Besides, let’s say your parents give in and provide sufficient proof that they voted for the left-wing candidate of your choice. You stick to your end of the bargain and get pregnant. What then? If they purchase a car without your approval, or fail to recycle their aluminums, or take an airplane flight, or in some other way violate your personal allegiance to Mother Earth, will you abort their grandchild out of revenge? What if the baby is already born? Will you kill it? Give it away? How far will this go?
Even Cauterucci admits the potential downfalls. “Would-be grandparents might worry about a slippery slope – what’s to stop their kids from raising the bar after every vote or donation made under duress? Enforcement could be tough, and there must be a critical mass of participation, especially in purple and red states, to make a real difference. There’s also something undeniably weird about leaving a woman’s reproductive decisions up to her parents.” [Emphasis added.] (Undeniably weird? No kidding, sweetie.)

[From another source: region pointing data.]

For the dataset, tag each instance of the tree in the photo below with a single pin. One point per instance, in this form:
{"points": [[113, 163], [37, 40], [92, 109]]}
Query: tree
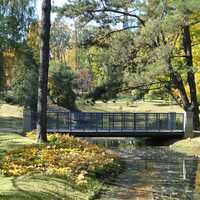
{"points": [[162, 41], [43, 72], [15, 18], [60, 86]]}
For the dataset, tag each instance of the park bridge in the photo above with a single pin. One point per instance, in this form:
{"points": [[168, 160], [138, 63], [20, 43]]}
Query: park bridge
{"points": [[100, 124]]}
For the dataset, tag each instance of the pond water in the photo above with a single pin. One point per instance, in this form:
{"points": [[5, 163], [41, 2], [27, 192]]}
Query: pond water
{"points": [[152, 172]]}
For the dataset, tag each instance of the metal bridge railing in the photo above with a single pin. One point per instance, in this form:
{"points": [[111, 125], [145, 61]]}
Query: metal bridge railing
{"points": [[97, 122]]}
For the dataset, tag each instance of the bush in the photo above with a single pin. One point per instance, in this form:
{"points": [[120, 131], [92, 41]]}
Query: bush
{"points": [[62, 156]]}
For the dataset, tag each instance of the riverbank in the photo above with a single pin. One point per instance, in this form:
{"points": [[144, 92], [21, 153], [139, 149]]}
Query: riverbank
{"points": [[34, 172], [189, 146]]}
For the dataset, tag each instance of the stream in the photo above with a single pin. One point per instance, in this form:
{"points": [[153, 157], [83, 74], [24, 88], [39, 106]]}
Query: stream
{"points": [[152, 172]]}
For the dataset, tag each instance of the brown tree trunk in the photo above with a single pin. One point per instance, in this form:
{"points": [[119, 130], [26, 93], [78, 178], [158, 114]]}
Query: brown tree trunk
{"points": [[190, 75], [43, 72], [177, 81]]}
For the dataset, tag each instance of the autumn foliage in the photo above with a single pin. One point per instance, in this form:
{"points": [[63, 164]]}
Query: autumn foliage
{"points": [[63, 156]]}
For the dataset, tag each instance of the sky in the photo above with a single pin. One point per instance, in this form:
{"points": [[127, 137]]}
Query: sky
{"points": [[54, 2]]}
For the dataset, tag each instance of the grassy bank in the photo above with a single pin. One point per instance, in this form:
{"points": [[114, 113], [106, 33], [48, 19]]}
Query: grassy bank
{"points": [[22, 181]]}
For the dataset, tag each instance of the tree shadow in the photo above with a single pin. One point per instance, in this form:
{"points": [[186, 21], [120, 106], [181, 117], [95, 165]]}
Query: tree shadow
{"points": [[23, 190]]}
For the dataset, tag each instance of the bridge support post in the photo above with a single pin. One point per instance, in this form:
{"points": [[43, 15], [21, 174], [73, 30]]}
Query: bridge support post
{"points": [[172, 121], [188, 124]]}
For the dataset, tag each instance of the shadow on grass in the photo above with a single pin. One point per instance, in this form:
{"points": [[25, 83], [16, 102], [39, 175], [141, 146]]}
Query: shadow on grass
{"points": [[40, 187]]}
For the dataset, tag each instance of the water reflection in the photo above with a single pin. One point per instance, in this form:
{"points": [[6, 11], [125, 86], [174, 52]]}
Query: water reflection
{"points": [[152, 173]]}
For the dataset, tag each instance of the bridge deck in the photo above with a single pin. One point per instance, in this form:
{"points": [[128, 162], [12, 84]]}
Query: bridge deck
{"points": [[116, 124], [118, 133]]}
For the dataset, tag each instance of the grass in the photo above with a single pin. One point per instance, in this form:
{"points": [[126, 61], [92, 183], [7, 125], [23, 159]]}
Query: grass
{"points": [[35, 186], [127, 106], [38, 186]]}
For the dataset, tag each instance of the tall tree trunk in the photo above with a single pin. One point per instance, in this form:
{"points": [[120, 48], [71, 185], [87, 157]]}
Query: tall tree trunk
{"points": [[43, 72], [177, 81], [190, 75], [2, 73]]}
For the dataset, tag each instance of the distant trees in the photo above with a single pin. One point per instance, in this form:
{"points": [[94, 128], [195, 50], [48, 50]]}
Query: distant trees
{"points": [[159, 49], [15, 18]]}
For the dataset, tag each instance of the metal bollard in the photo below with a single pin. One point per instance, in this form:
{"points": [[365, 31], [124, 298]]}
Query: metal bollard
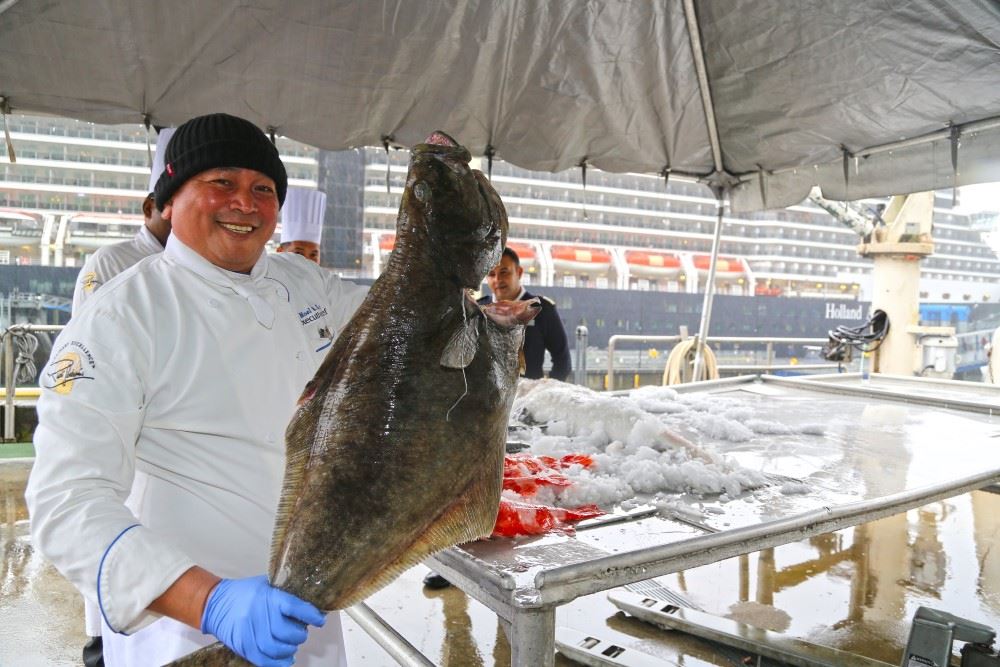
{"points": [[580, 367]]}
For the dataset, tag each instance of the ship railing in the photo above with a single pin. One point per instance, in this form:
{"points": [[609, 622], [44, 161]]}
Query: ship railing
{"points": [[18, 342], [768, 365]]}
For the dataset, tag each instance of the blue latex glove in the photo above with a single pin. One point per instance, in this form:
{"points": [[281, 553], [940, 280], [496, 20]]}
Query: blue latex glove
{"points": [[261, 623]]}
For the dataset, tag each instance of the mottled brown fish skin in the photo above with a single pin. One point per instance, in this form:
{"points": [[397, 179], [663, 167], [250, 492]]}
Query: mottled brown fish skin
{"points": [[393, 456]]}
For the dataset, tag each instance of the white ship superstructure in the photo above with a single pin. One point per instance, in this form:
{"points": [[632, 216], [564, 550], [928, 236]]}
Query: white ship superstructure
{"points": [[77, 185]]}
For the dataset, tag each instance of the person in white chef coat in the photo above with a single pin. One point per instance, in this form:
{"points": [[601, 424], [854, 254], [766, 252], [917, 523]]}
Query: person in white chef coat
{"points": [[108, 261], [159, 447], [103, 265], [302, 222]]}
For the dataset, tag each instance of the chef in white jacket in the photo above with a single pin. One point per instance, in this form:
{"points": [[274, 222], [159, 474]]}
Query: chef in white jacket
{"points": [[302, 222], [159, 448], [108, 261]]}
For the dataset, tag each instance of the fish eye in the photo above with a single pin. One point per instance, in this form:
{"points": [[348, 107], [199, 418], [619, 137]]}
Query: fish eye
{"points": [[421, 191]]}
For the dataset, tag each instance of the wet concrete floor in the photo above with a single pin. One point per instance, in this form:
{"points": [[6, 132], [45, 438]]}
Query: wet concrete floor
{"points": [[855, 590]]}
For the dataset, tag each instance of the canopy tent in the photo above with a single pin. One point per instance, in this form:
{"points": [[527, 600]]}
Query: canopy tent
{"points": [[760, 98]]}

In the end, we learn Cauterucci’s idea is just that, an idea. “But hey, this is just a blog post, and there are no bad ideas in a brainstorm,” she concludes. “If a grandkid strike seems like a leap too far to you, you can start with a baby step. Send your parents a link to this post – subject line ‘LOL, what a crazy idea’ – and see what they have to say about the Green New Deal next time family dinner rolls around.”
(Methinks Cauterucci doesn’t have a lot of family dinners with her parents. Possibly at their request.)
Some left-leaning readers may tell me to lighten up, for Pete’s sake; that Ms. Cauterucci was simply making a joke. To which I reply: She wasn’t making a JOKE, she was making a POINT.
And that, dear readers, is liberalism in a nutshell.